Before call to display.
10
Destructing
After display() returns.
Before call to mkBigger()
Inside constructor
Destructing
Destructing
After mkBigger() returns.
Before second call to display.
20
Destructing
After display() returns.
Destructing
Schildt then goes on to explain that the reason there are two 'Destructing' messages during the mkBigger() call is because of the fact that:
when an object is returned by a function, a temporary object is automatically created, which holds the return value. It is this object that is actually returned by the function. After the value has been returned, this object is destroyed.
I was actually surprised there wasn't 3 'Destructing' messages. I have the following issue: Given the definition of mkBigger(), a new MyClass instance is created, and it is that instance that is returned and placed in the address of a. Thus, when doing
a = a.mkBigger();
My impression is thus that the original object previously held in a is no longer referenced by a. Is this correct? If so, I then have the following issues:
I was told C++ has some minute notions of garbage collection. Would that object thus be garbage-collected? where is this object now? Is this an example of the possible feared memory leaks that many mention when talking about the 'dangers' of C++?

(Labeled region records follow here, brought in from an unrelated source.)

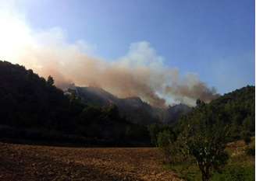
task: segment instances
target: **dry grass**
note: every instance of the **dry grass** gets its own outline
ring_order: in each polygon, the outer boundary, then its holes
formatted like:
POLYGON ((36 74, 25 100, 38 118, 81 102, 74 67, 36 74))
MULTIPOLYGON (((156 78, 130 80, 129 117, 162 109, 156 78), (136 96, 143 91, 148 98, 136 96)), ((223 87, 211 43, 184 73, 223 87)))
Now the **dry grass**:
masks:
POLYGON ((0 143, 0 180, 180 180, 155 148, 73 148, 0 143))

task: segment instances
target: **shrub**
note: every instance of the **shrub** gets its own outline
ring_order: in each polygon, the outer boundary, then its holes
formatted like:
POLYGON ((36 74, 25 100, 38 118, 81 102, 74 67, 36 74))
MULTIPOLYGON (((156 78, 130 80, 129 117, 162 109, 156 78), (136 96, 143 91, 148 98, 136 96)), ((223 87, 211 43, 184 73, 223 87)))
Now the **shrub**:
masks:
POLYGON ((255 155, 255 143, 252 144, 250 146, 247 146, 245 148, 245 153, 247 155, 254 156, 255 155))
POLYGON ((254 180, 253 166, 230 165, 222 173, 215 173, 212 181, 251 181, 254 180))

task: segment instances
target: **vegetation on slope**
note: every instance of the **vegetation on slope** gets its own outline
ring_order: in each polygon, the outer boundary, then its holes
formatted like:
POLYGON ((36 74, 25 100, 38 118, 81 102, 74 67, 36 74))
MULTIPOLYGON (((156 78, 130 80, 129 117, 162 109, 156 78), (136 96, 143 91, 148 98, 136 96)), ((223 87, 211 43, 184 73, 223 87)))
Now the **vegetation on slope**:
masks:
POLYGON ((45 80, 7 61, 0 61, 0 103, 2 138, 149 144, 146 127, 126 121, 116 106, 86 105, 75 94, 64 95, 51 76, 45 80))

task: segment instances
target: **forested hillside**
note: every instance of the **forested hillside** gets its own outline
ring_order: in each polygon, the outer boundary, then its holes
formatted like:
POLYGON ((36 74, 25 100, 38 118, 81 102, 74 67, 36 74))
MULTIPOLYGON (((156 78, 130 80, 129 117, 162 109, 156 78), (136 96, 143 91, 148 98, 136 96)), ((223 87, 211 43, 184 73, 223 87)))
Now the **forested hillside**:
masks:
POLYGON ((114 105, 84 104, 64 95, 53 78, 23 66, 0 61, 0 138, 80 144, 148 144, 147 128, 129 123, 114 105))
POLYGON ((222 122, 229 126, 232 139, 245 135, 254 135, 255 130, 255 87, 247 85, 225 94, 210 103, 197 100, 193 111, 183 117, 180 125, 195 124, 205 117, 209 122, 222 122))

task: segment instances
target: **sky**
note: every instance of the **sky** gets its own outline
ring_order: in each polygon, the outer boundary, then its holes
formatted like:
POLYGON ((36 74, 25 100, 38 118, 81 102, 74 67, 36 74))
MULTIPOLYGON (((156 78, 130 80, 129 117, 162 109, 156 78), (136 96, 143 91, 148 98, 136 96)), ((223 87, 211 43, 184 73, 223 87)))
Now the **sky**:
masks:
POLYGON ((60 29, 66 44, 83 42, 106 61, 146 42, 164 67, 197 75, 221 94, 254 85, 253 0, 10 2, 33 31, 60 29))

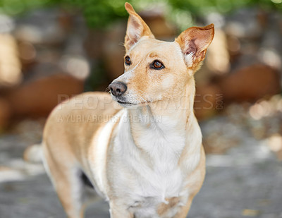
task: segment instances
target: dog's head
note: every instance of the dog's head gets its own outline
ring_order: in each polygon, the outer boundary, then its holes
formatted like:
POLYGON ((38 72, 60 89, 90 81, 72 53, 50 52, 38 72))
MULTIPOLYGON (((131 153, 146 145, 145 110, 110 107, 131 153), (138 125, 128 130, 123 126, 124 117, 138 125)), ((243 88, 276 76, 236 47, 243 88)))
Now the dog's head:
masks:
POLYGON ((147 105, 183 92, 204 59, 214 37, 214 25, 192 27, 174 42, 159 41, 125 3, 130 14, 124 46, 124 73, 109 85, 114 99, 121 106, 147 105))

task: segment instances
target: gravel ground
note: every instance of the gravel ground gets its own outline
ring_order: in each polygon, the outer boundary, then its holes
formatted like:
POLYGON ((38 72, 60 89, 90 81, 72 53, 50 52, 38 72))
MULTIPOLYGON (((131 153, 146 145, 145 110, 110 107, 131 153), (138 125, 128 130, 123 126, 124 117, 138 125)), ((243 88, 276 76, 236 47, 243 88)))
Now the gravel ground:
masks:
MULTIPOLYGON (((202 123, 204 135, 214 122, 226 131, 235 129, 233 137, 240 140, 223 155, 207 155, 206 180, 188 217, 282 217, 282 162, 266 140, 255 140, 225 119, 202 123)), ((21 159, 32 140, 25 136, 0 138, 0 218, 66 217, 42 166, 21 159)), ((108 210, 107 204, 97 198, 85 217, 109 217, 108 210)))

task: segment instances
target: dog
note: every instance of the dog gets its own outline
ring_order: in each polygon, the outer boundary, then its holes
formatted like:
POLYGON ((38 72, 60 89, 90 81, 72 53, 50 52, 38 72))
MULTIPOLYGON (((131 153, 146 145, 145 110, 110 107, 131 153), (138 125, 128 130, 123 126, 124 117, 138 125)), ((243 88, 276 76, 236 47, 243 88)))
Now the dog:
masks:
POLYGON ((109 202, 111 218, 184 218, 205 175, 194 73, 214 25, 159 41, 125 7, 124 73, 109 85, 111 95, 86 92, 53 110, 44 164, 68 217, 83 217, 87 183, 109 202))

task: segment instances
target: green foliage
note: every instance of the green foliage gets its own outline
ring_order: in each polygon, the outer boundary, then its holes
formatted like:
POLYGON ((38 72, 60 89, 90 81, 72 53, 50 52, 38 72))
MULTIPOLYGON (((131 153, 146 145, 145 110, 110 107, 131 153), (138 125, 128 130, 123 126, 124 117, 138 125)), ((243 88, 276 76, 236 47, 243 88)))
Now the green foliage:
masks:
MULTIPOLYGON (((235 9, 257 6, 282 11, 282 0, 130 0, 137 11, 152 8, 161 3, 173 20, 192 21, 195 16, 211 12, 229 13, 235 9)), ((0 11, 17 15, 39 7, 59 6, 78 8, 90 26, 104 28, 113 22, 127 18, 125 0, 0 0, 0 11)))

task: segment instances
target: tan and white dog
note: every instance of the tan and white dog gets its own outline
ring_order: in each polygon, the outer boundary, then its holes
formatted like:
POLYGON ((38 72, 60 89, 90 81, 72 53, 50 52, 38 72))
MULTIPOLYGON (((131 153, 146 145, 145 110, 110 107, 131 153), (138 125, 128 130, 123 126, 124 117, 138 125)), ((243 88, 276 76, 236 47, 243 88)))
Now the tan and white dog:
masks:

One of the destructor in mkbigger() is called on o, the MyClass instance passed in by value; it goes out of scope at the end of the function. The other is called on the temporary copy of o returned when it is destroyed. What else goes out of scope? Not a in main(); therefore you should not expect a third destructor to be called. C++ does not provide garbage collection outside of calling destructors when automatic objects go out of scope.
Unlike some other modern languages, a does not "hold a reference" to an object; a is the object, in that it is a certain number of bytes holding the raw data members. When you do a = a.mkBigger();, MyClass's default assignment operator is called, which simply copies the val inside the temporary object on the right hand side into the val inside a, overwriting the value that was already there. a = a.makeBigger() would be equivalent to a.val = a.makeBigger().val if val were public.
Memory leaks occur when you use new to allocate memory and then fail to use delete to deallocate that memory. For classes that do this internally, you must write at least your own copy constructor, assignment operator, and destructor.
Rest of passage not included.